Onibaba met en tout cas beaucoup plus de temps pour démarrer. Après une demi-heure de métrage on se demande toujours où veut en venir Shindo Kaneto. Certes il est alors possible de couper court avec cette idée puisque certains grands films, exigeants, n’ont pas d’intérêt de prendre par la main le spectateur pour les emmener directement au but, mais l’introduction très longue de Onibaba lasse très rapidement avant de rebondir avec une vraie énergie lors de l’arrivée épouvantable d’un samouraï vêtu d’un masque de démon pour, dit-il, protéger son visage d’une incroyable beauté. Le mythe du faux-semblant, des esprits et démons ancestraux apporte alors à Onibaba le coup de fouet qu’il fallait pour atteindre de jolis petits sommets : la mise en scène appliquée de Shindo, offrant des jeux de lumière bluffant et des cadrages près des personnages, trouve alors une autre dimension, plus épouvantable encore. L’arrivée de ce personnage est le grand moment du film de par le mystère tournant autour de ce samouraï sorti de l’au-delà et de tout un tas de questions que le spectateur peut se poser : est-ce le fils de la belle-mère ? Est-ce l’esprit d’un des cadavres sortis du puit ? L’esprit un peu tordu pourra même imaginer une conclusion à la hauteur des meilleurs épisodes des Contes de la crypte.
Onibaba reste tout de même un film trop long et trop linéaire pour convaincre pleinement. La linéarité apporte parfois de belles choses au cinéma, comme une sorte de répétition qui basculerait dans la frénésie et qui mènerait, à coup sûr, vers un épilogue corsé. Mais le procédé utilisé pour certaines séquences (les courses de la jeune fille dans les hautes-herbes en pleine nuit notamment) est trop appuyé, usé, répétitif malgré un ensemble techniquement de très haute volée (Shindo signa notamment la direction artistique du film). Le spectateur patiente, longuement, pour enfin trouver des réponses à ses interrogations en fin de métrage dans un épilogue monstrueux au sens propre comme au sens figuré, véritable climax glaçant. Onibaba s’avère donc une réussite malgré les aprioris de départ, et malgré sa structure très linéaire, demeure original et presque marquant.

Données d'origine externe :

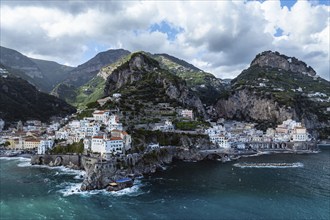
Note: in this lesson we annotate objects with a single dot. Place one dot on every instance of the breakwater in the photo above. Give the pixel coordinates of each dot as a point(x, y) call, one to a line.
point(72, 161)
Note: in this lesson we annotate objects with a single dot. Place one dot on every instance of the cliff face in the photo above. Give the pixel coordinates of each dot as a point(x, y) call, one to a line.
point(143, 71)
point(247, 105)
point(275, 88)
point(276, 60)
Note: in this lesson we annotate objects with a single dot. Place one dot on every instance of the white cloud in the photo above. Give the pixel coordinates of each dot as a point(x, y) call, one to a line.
point(221, 37)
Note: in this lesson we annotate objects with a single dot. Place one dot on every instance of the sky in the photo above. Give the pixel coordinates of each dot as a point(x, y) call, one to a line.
point(220, 37)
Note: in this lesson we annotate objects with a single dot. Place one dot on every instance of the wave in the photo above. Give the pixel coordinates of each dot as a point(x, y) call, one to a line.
point(79, 174)
point(269, 165)
point(74, 189)
point(15, 158)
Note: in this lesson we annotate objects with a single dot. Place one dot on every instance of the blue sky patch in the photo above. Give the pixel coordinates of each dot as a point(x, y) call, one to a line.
point(166, 28)
point(279, 32)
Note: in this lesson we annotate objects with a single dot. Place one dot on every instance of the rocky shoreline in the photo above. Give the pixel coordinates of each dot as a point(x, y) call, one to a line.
point(118, 173)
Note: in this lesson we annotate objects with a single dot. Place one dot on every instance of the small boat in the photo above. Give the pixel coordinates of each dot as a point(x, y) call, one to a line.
point(268, 165)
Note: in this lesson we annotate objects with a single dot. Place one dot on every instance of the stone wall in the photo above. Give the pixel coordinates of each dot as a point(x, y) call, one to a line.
point(73, 161)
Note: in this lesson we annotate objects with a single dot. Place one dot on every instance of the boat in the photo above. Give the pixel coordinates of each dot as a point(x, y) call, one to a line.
point(268, 165)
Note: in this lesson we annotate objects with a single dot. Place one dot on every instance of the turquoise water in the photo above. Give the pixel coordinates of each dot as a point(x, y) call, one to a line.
point(202, 190)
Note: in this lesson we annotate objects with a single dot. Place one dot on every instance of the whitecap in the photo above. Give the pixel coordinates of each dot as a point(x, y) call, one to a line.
point(74, 189)
point(269, 165)
point(15, 158)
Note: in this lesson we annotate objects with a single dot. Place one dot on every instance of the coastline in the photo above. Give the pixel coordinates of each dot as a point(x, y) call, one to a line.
point(109, 176)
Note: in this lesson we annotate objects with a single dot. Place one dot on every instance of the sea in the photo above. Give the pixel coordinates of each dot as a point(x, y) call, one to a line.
point(183, 190)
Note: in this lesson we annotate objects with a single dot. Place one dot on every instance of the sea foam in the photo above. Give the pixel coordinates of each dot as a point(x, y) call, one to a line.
point(74, 189)
point(269, 165)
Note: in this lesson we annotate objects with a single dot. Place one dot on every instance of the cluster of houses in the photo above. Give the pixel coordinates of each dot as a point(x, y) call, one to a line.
point(101, 133)
point(32, 135)
point(227, 135)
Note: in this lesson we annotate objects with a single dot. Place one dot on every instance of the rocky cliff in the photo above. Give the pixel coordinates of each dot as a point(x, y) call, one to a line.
point(275, 88)
point(143, 71)
point(280, 61)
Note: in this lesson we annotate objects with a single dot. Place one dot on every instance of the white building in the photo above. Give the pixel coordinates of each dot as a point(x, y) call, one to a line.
point(87, 144)
point(186, 113)
point(167, 126)
point(45, 145)
point(114, 145)
point(116, 95)
point(2, 124)
point(153, 146)
point(74, 124)
point(89, 130)
point(220, 140)
point(113, 123)
point(299, 134)
point(61, 134)
point(127, 139)
point(97, 144)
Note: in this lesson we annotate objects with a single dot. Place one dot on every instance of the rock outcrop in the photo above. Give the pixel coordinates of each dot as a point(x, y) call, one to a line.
point(276, 88)
point(277, 60)
point(140, 68)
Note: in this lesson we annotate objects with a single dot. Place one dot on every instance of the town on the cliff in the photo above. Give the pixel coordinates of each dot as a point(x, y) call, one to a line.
point(100, 145)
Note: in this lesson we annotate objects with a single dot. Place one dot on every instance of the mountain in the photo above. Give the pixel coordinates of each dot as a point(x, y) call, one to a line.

Avec Onibaba, Shindo Kaneto livre au travers d'un film plein d'épouvante et d'érotisme moite un violent commentaire politique sur la lutte des classes. Les seuls membres des classes aisées présents dans le film sont des samourais fuyant la guerre civile. Pour le reste, le film se concentre sur la lutte vitale des paysans. Le meurtre y est montré comme le seul moyen pour les pauvres de pouvoir se nourrir et survivre. Et leur instinct de survie trouve sa grande expression au travers de la sexualité vue comme un moyen pour la classe sociale paysanne de se perpétrer. Le no man's land dans lequel les personnages vivent (ces vastes champs ressemblant à une prison dont on ne peut s'échapper) évoque les ghettos et les bidonvilles isolés du reste du monde dans lesquels les exclus de la société s'entassent. Dès lors, les seules lois deviennent celles du plaisir et la survie. La mère refuse à sa belle-fille d'avoir une sexualité non par respect pour l'esprit de son fils défunt (l'amant de sa belle-fille est le meurtrier de ce dernier) mais par frustration de ne pas avoir accès à ce plaisir. Les armures de samourais passent du statut de symbole social à celui de simple objet à valeur marchande que l'on troque contre du riz. Les samourais sont montrés comme des etres n'ayant pas plus de repères moraux que leurs assassins. Shindo Kaneto se concentre ainsi sur la combattivité et l'envie de vivre du peuple dans une période troublée. Le film met d'ailleurs beaucoup de temps à devenir vraiment un film d'épouvante. L'épouvante naitra progressivement de la situation sociale des personnages ainsi que de la tension érotique du trio mère/belle-fille/amant dont les rivalités/fascinations sont exacerbées par la sécheresse. Chacun subira alors la cruelle vengeance du monde des esprits.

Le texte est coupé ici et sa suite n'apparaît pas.